Other properties of this pattern:
- You get a cancellation handle you can call
.cancel()on at any time. - The task handle's lifetime is tied to the view.
- Assigning to the property does not trigger a view re-render, since
Taskdoes not conform to any observable protocol.
When to put the task on the view model instead: if the async work is conceptually owned by the model rather than a specific UI interaction, storing the task there keeps the view leaner and the logic easier to test.
5. Closures, captures, and reference cycles
A common source of confusion: when does capturing self in a closure create a retain cycle?

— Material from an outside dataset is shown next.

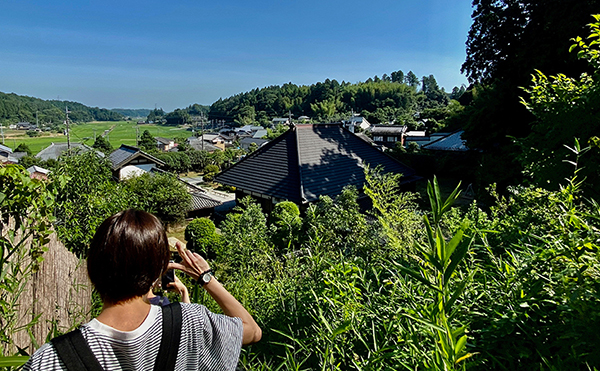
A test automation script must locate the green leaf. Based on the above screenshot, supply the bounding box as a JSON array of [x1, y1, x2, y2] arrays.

The key insight is that a cycle does not require two distinct objects. It only requires a cycle in the reference graph. When a class holds a closure that captures self:
self -> closure -> self
That is a cycle. self holds a strong reference to the closure via the stored property, and the closure holds a strong reference back to self via the capture. ARC cannot find a zero-reference point to deallocate either one.
class Foo {
var action: (() -> Void)?
func setup() {
action = {
self.doSomething() // strong capture - cycle
}
}
func doSomething() { print("hello") }
deinit { print("deallocated") } // never prints
}
Fix it with [weak self]:
action = { [weak self] in
self?.doSomething()
}
The one case where there is no cycle is when the closure is not stored. A closure passed to UIView.animate does not cause a retain cycle even with a strong self capture because the animation system releases the closure after it fires, so the reference is transient.
The rule of thumb: if a closure is stored as a property and captures self, use [weak self].

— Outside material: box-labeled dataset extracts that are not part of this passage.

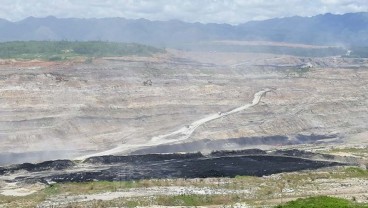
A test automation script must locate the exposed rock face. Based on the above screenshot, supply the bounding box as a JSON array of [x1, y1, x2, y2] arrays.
[[0, 52, 368, 164]]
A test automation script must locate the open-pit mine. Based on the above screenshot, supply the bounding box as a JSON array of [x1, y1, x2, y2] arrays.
[[0, 49, 368, 207]]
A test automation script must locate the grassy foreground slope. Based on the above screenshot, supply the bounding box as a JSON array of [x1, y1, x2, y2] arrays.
[[277, 196, 368, 208], [0, 41, 164, 61]]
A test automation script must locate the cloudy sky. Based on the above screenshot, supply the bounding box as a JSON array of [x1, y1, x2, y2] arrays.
[[0, 0, 368, 24]]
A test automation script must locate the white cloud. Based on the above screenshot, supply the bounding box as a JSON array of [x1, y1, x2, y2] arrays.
[[0, 0, 368, 24]]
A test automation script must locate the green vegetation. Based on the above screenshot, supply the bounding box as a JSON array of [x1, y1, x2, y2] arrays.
[[0, 41, 164, 61], [277, 196, 368, 208]]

6. @Observable and actors: The tension
@Observable and actor can coexist syntactically, but they are in tension by design.
@Observable
actor CounterActor {
var count = 0
func increment() { count += 1 }
}
The problem is that @Observable synthesizes observation registrar hooks such as _$observationRegistrar.access(...) and mutation tracking that need to be coordinated with main-actor-driven UI observation, while an actor's properties must be accessed on that actor's executor. The mismatch produces compiler warnings about non-Sendable types crossing actor boundaries.
The practical solutions
1. Use @MainActor instead
Most common for UI.
@Observable
@MainActor
class CounterModel {
var count = 0
func increment() { count += 1 }
}
This gives you observation plus main-thread safety, which is almost always what you want for SwiftUI state.

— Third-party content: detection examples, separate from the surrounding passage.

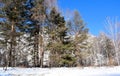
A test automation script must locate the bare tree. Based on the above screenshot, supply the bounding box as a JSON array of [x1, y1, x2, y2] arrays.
[[105, 17, 120, 65]]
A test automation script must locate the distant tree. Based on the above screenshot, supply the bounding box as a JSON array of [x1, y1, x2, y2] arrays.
[[2, 0, 25, 66], [67, 11, 88, 66], [105, 17, 120, 65]]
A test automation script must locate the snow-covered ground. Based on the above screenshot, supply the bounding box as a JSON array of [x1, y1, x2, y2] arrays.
[[0, 66, 120, 76]]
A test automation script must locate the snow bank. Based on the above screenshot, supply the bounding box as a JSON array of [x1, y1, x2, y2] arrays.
[[0, 66, 120, 76]]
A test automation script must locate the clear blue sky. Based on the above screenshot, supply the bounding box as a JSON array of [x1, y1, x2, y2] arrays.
[[58, 0, 120, 35]]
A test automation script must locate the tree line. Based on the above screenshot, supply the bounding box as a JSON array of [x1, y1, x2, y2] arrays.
[[0, 0, 120, 67]]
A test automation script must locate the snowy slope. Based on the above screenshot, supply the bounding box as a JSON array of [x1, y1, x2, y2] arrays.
[[0, 66, 120, 76]]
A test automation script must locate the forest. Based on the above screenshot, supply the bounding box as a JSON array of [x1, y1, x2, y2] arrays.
[[0, 0, 120, 68]]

2. Separate the actor from the observable model
Usually the cleanest architecture.
actor DataService {
func fetchCount() async -> Int { ... }
}
@Observable
@MainActor
class ViewModel {
var count = 0
private let service = DataService()
func load() async {
count = await service.fetchCount()
}
}
The actor handles concurrency and isolation for background work. The @Observable @MainActor class handles UI observation. Each does one thing.
The mental model: use actor for work that genuinely needs background isolation or serialized access to shared state. Use @Observable @MainActor class for anything that drives SwiftUI views. Bridge between them with await.